В лунки 96-луночного планшета (Costar, MaxiSorb) наносили 50 мкл раствора OVA в PBS pH = 7,2 и оставляли инкубироваться на 18 часов при +4 °С. При постановке ИФА на определение специфического IgE использовали раствор с концентрацией белка 20 мкг/мл, а при постановке на специфический IgG1 – 5 мкг/мл. Между стадиями проводили трехкратную отмывку раствором Твин-20 0,05% в PBS Блокирование осуществляли раствором бычьего сывороточного альбумина (BSA) объемом 100 мкл в PBS концентрации 5% при определении специфического IgE, или 1% при определении специфического IgG1. Инкубацию с блокирующим буфером осуществляли в течение часа. Затем в лунки наносились сыворотки в различном разведении в соответствующем блокирующем буфере. Инкубацию с сыворотками осуществляли на ночь при +4 °С. Далее наносились коммерческие конъюгаты антител. При определении специфических IgE использовали анти-мышиные IgE, меченые пероксидазой хрена (ПХ) (клон 23G3, Abcam, Великобритания) в разведеиии 1:2000 и инкубировали в течение 3 часов. Для определения специфического IgG1 использовали меченые биотином антитела (клон RMG1-1, BioLegend, США) в разведении 1:5000. В качестве вторичного конъюгата в последнем случае добавляли на завершающей стадии конъюгат ПХ со стрептавидином (BioLegend, США) в разведении 1:7000. Проявление реакции осуществляли с использованием субстрата на основе 3,3’,5,5’-тетраметилбензидина (ТМБ) в присутствии 4 мМ перекиси водорода. Оптическая плотность измерялась с помощью автоматического спектрофотометра (Thermo Fisher Scientific, США), на длине волны 450 нм за вычетом оптической плотности при 620 нм как фоновой.
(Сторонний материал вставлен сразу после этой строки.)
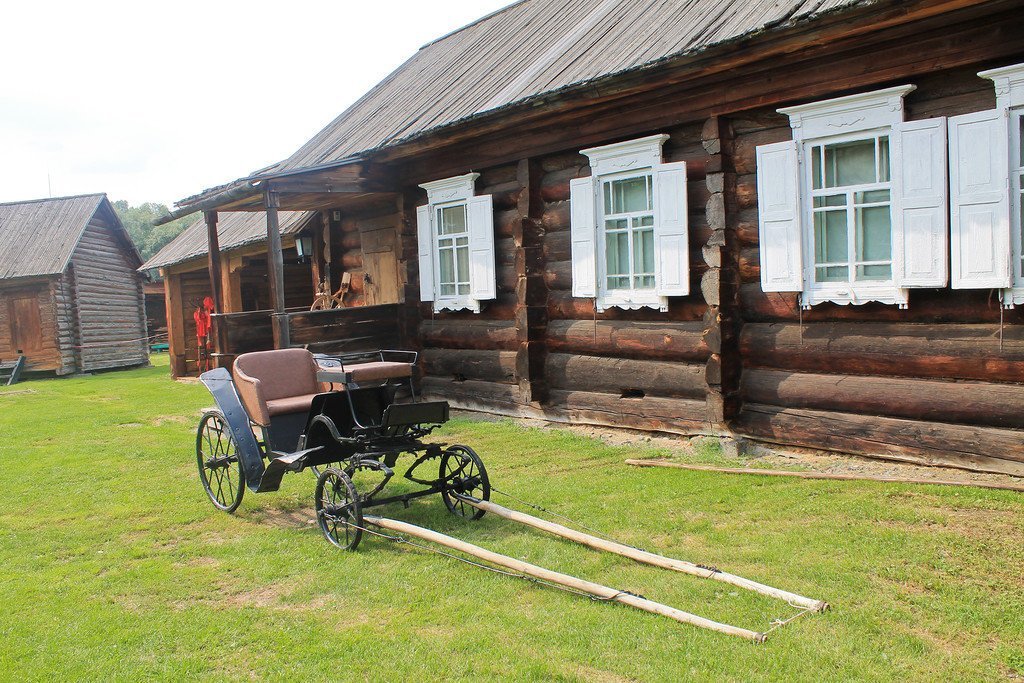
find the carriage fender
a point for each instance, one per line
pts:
(218, 381)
За титр сыворотки принималось наибольшее ее разведение, при котором оптическая плотность согласно титровочной кривой превышала фоновую на 3 стандартных отклонения последней.

Статистика

Все результаты представлены в виде средних значений и соответствующих величин стандартного отклонения. Статистическую значимость различий между группами определяли с использованием теста ANOVA с поправкой на множественное сравнение по методу Sidak. Значения p по данному тесту, эквивалентные p < 0,05 с поправкой на множественное сравнение, считали статистически достоверными.

Результаты и обсуждение

Для того чтобы выяснить роль TLR4 и NLRP3 PRR-рецепторов в формировании аллергенспецифического гуморального ответа, в данной работе использовали низкомолекулярные фармакологические ингибиторы. Для изучения роли TLR4 использовали ингибитор TLR4-IN-C34 [6], а для изучения роли NLRP3 – ингибитор CY- 09 [15].
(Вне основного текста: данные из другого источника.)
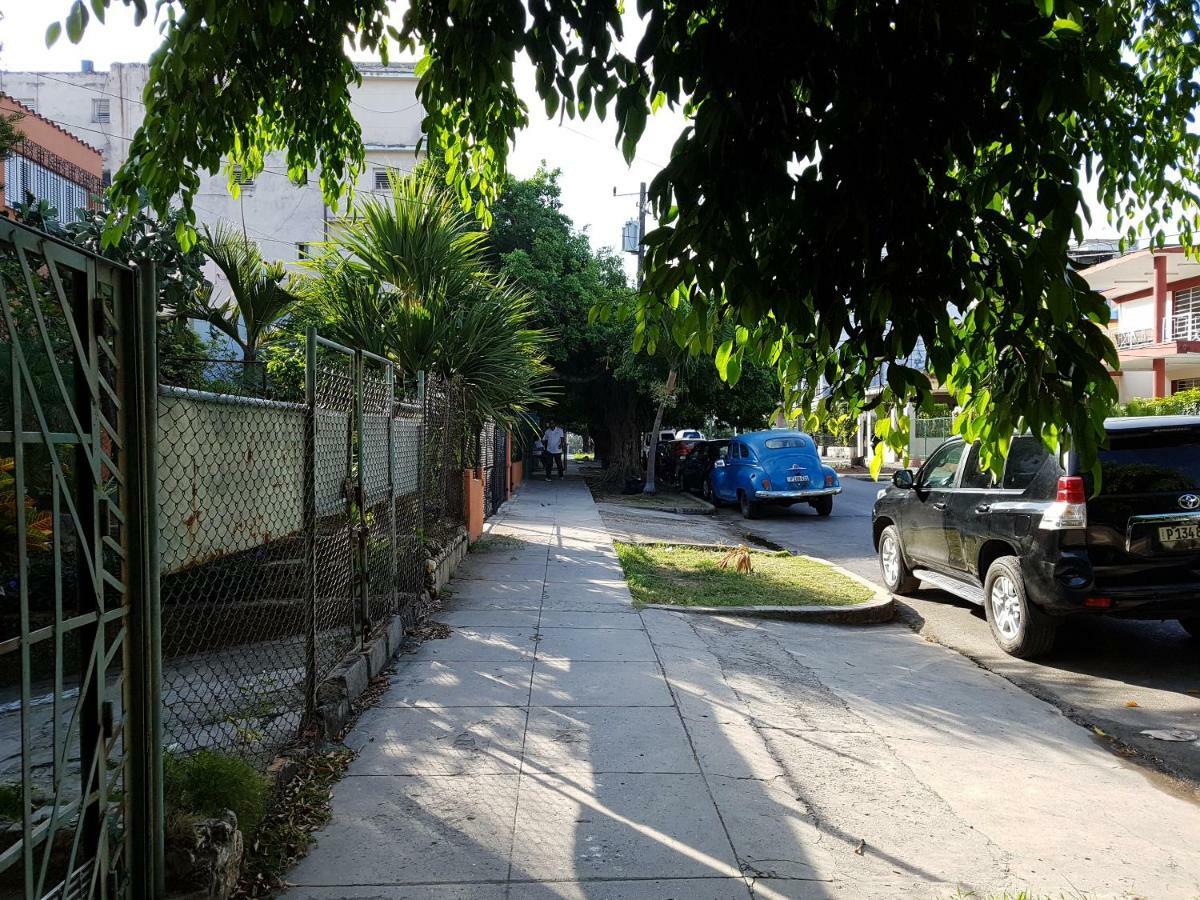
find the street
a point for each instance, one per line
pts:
(1121, 677)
Введение антигена животным в модели подкожной иммунизации в область холки достоверно стимулировала у последних продукцию специфических антител классов IgE и IgG1, как было показано нами ранее [7] (рис. 1). Дополнительное введение вместе с антигеном ингибитора TLR4-IN-C34 достоверно (p < 0,01) и существенно усиливало продукцию OVA специфического IgE. Продукция специфического IgE повысилась примерно в 2,5 раза (значения титров в группе без ингибитора и с ингибитором, соответственно, 2950±180 и 8000±1000) (рис. 1А). В то же время достоверного влияния на продукцию специфического IgG1 обнаружено не было (титры соответственно 1,23±0,14 × 106 и 1,9±0,4 × 106) (рис. 1Б). Ингибитор инфламмасомы CY-09 не оказывал достоверного влияния на продукцию аллерген-специфических антител в данной модели (рис. 1).

 

Рисунок 1. Влияние ингибиторов TLR4 и NLRP3 на гуморальный ответ в модели аллергии с подкожной иммунизацией

Примечание. Продукция специфических антител класса IgE (A) и IgG1 (Б) у мышей линии BALB/c после 6 недель иммунизации физиологическим раствором (Veh, «носитель») без антигена, OVA в дозе 0,1 мкг без ингибиторов, а также с ингибитором TLR4 рецептора TLR4-IN-C34 в дозе 1 мг/кг или с ингибитором NLRP3 рецептора CY-09 в дозе 20 мг/кг. */**/*** – p < 0,05/0,01/0,001 при сравнении с животными, которым вводили только физиологический раствор; #/## – p < 0,05/0,01 при сравнении с животными, иммунизированными антигеном без ингибитора.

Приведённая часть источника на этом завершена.